Question

the graph plots four equations, a, b, c, and d: line a joins ordered pair negative 6, 16 and 9, negative 4. line b joins ordered pair negative 2, 20 and 8, 0. line c joins ordered pair negative 7, negative 6 and 6, 20. line d joins ordered pair 7, 20 and 0, negative 7. which pair of equations has (4, 8) as its solution? equation a and equation c equation b and equation c equation c and equation d equation b and equation d

Answer 1

The pair of equations that has (4, 8) as its solution are the two equations represented by the lines which intersect at point (4, 8).

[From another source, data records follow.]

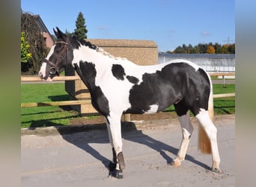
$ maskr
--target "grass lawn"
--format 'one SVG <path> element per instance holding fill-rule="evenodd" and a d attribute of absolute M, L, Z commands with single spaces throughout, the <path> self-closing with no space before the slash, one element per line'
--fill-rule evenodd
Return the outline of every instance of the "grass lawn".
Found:
<path fill-rule="evenodd" d="M 213 93 L 234 93 L 234 85 L 213 85 Z M 21 102 L 46 102 L 69 100 L 64 83 L 21 84 Z M 69 125 L 70 119 L 80 117 L 79 113 L 67 107 L 44 106 L 21 108 L 21 127 L 38 127 Z M 166 111 L 174 111 L 173 106 Z M 235 98 L 214 99 L 216 114 L 234 114 Z"/>

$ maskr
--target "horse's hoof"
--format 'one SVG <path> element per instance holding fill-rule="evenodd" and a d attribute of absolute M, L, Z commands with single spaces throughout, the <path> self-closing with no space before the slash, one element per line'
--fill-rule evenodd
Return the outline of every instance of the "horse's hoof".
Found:
<path fill-rule="evenodd" d="M 210 168 L 210 171 L 216 174 L 223 173 L 223 171 L 220 168 Z"/>
<path fill-rule="evenodd" d="M 121 170 L 114 170 L 110 174 L 112 177 L 118 180 L 124 178 L 123 171 Z"/>
<path fill-rule="evenodd" d="M 180 161 L 173 161 L 171 163 L 171 165 L 172 165 L 174 168 L 177 168 L 181 165 Z"/>
<path fill-rule="evenodd" d="M 116 167 L 117 167 L 117 164 L 116 163 L 114 163 L 112 162 L 109 162 L 109 166 L 108 166 L 108 168 L 109 168 L 109 171 L 115 171 Z"/>

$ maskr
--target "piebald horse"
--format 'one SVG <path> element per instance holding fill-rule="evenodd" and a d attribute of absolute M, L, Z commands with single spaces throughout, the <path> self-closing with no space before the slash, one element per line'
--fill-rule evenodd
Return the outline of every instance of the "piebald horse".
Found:
<path fill-rule="evenodd" d="M 113 153 L 109 169 L 113 177 L 122 178 L 125 168 L 121 115 L 156 113 L 171 105 L 174 105 L 183 135 L 172 165 L 178 167 L 185 159 L 193 132 L 190 111 L 199 121 L 199 149 L 212 153 L 211 170 L 221 171 L 217 129 L 213 123 L 213 86 L 203 69 L 186 60 L 138 66 L 88 41 L 67 36 L 58 28 L 53 30 L 58 40 L 43 61 L 39 76 L 52 81 L 67 66 L 73 67 L 90 91 L 93 106 L 106 118 Z"/>

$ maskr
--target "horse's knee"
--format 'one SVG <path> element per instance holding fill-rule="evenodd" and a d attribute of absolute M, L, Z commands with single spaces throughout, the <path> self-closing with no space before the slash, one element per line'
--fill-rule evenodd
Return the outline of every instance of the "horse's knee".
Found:
<path fill-rule="evenodd" d="M 125 168 L 125 163 L 124 163 L 124 154 L 123 152 L 120 152 L 118 154 L 118 163 L 119 164 L 119 169 L 124 170 Z"/>

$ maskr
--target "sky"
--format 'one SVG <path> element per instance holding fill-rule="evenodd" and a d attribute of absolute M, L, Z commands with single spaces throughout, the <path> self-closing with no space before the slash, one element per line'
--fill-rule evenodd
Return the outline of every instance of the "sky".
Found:
<path fill-rule="evenodd" d="M 73 32 L 79 12 L 88 38 L 147 40 L 159 52 L 178 46 L 235 43 L 234 0 L 21 0 L 22 11 Z"/>

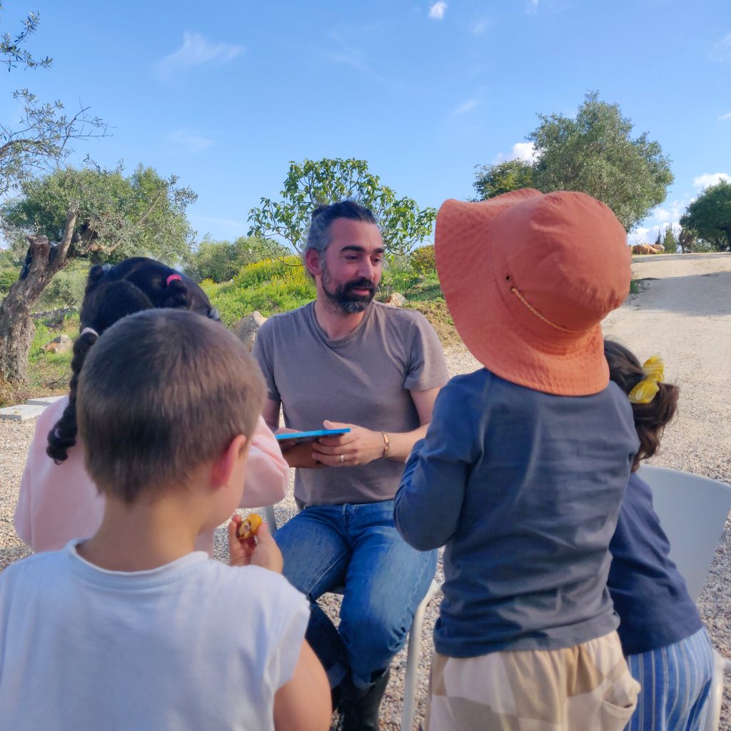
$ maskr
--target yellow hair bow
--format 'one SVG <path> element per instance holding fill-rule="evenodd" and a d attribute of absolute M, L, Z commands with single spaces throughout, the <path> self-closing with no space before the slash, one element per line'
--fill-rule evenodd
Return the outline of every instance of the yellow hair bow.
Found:
<path fill-rule="evenodd" d="M 665 366 L 659 355 L 653 355 L 643 363 L 645 377 L 629 392 L 632 404 L 649 404 L 660 390 L 658 383 L 664 378 Z"/>

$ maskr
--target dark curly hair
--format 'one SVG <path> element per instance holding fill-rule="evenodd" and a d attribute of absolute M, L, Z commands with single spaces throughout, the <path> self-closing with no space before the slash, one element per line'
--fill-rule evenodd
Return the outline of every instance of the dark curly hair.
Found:
<path fill-rule="evenodd" d="M 609 377 L 628 395 L 645 378 L 640 361 L 634 353 L 611 340 L 604 341 L 604 355 L 609 363 Z M 640 450 L 632 463 L 634 472 L 643 459 L 657 451 L 665 426 L 678 410 L 680 389 L 670 383 L 659 383 L 659 390 L 649 404 L 633 404 L 635 428 L 640 437 Z"/>
<path fill-rule="evenodd" d="M 205 292 L 192 279 L 154 259 L 135 257 L 89 270 L 80 316 L 82 334 L 74 343 L 71 361 L 69 403 L 48 433 L 46 453 L 56 464 L 67 459 L 76 443 L 76 393 L 89 349 L 118 320 L 159 308 L 191 310 L 211 319 L 219 319 Z M 87 328 L 98 334 L 84 332 Z"/>

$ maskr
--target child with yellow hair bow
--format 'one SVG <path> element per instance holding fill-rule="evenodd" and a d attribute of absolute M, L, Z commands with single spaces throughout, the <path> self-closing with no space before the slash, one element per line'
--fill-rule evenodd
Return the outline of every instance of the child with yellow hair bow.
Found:
<path fill-rule="evenodd" d="M 678 389 L 664 383 L 662 359 L 640 361 L 605 341 L 611 380 L 632 404 L 640 451 L 635 458 L 614 537 L 607 586 L 619 615 L 618 632 L 627 665 L 642 685 L 626 731 L 700 731 L 713 675 L 705 628 L 670 560 L 670 542 L 652 507 L 649 486 L 637 471 L 660 444 L 678 407 Z"/>
<path fill-rule="evenodd" d="M 645 377 L 629 392 L 632 404 L 649 404 L 660 390 L 658 384 L 665 377 L 665 366 L 659 355 L 653 355 L 643 363 Z"/>

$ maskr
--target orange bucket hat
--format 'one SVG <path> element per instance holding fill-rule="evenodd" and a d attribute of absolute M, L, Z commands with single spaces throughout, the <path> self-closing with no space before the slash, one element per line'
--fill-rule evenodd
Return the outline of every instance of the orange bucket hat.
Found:
<path fill-rule="evenodd" d="M 632 279 L 626 234 L 584 193 L 524 189 L 436 216 L 436 270 L 465 345 L 488 371 L 563 396 L 609 383 L 601 321 Z"/>

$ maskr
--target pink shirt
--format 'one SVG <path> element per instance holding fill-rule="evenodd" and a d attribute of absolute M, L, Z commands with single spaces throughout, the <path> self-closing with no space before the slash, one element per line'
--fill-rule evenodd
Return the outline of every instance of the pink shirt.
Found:
<path fill-rule="evenodd" d="M 83 445 L 56 464 L 45 452 L 48 432 L 61 418 L 68 398 L 48 406 L 38 417 L 20 480 L 14 523 L 34 551 L 58 550 L 73 538 L 89 538 L 102 524 L 104 497 L 84 467 Z M 260 417 L 249 452 L 246 482 L 240 507 L 279 502 L 287 494 L 289 467 L 274 435 Z M 201 534 L 196 548 L 213 553 L 213 534 Z"/>

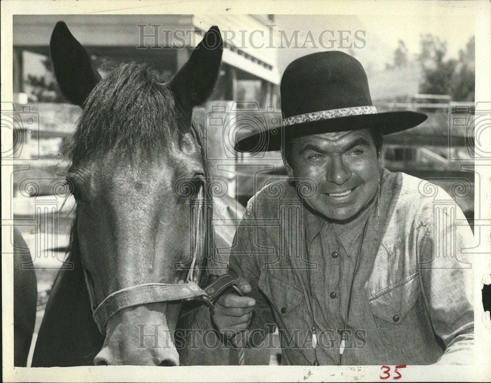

The lines are line b and line d.
Therefore the equations are equation b and equation a.

Answer 2

Answer with explanation:

Eqation of line joining two points (a,b) and (c,d) is given by

       $\rightarrow \frac{y-b}{x-a}=\frac{b-d}{a-c}$

Eqation of line a, which joins two points (-6,16) and (9,-4) is

          $\rightarrow \frac{y-16}{x+6}=\frac{16-(-4)}{-6-9}\\\\\rightarrow -15 y+240=20 x+120\\\\20x+15y=120\\\\4x+3y=24$

⇒Putting, x=4 and , y=8 in above equation

   4 × 4+3×8=16+24=40≠24

Point (4,8) does not lie on this line.

⇒⇒Eqation of line b, which joins two points (2,20) and (8,0) is

       $\rightarrow \frac{y-20}{x-2}=\frac{20-0}{2-8}\\\\\rightarrow -6 y+120=20 x-40\\\\20x+6y=160\\\\10x+3y=80$

⇒Putting, x=4 and , y=8 in above equation

   10 × 4+3×8=40+24=64≠80

Point (4,8) does not lie on this line.

⇒⇒Eqation of line c, which joins two points (7,-6) and (6,20) is

       $\rightarrow \frac{y-20}{x-6}=\frac{20-(-6)}{6-7}\\\\\rightarrow -y+20=26 x-156\\\\26x+6y=176\\\\13x+3y=88$

⇒Putting, x=4 and , y=8 in above equation

   13× 4+3×8=52+24=76≠88

Point (4,8) does not lie on this line.

⇒⇒Eqation of line d, which joins two points (7,20) and (0,-7) is

       $\rightarrow \frac{y-20}{x-7}=\frac{20-(-7)}{7-0}\\\\\rightarrow 7y-140=27x-189\\\\27x-7y=189-140\\\\27x-7y=49$

  ⇒Putting, x=4 and , y=8 in above equation

   27× 4-7×8=108-56=52≠24

Point (4,8) does not lie on this line.

⇒None of the two lines has point of Intersection at point (4,8).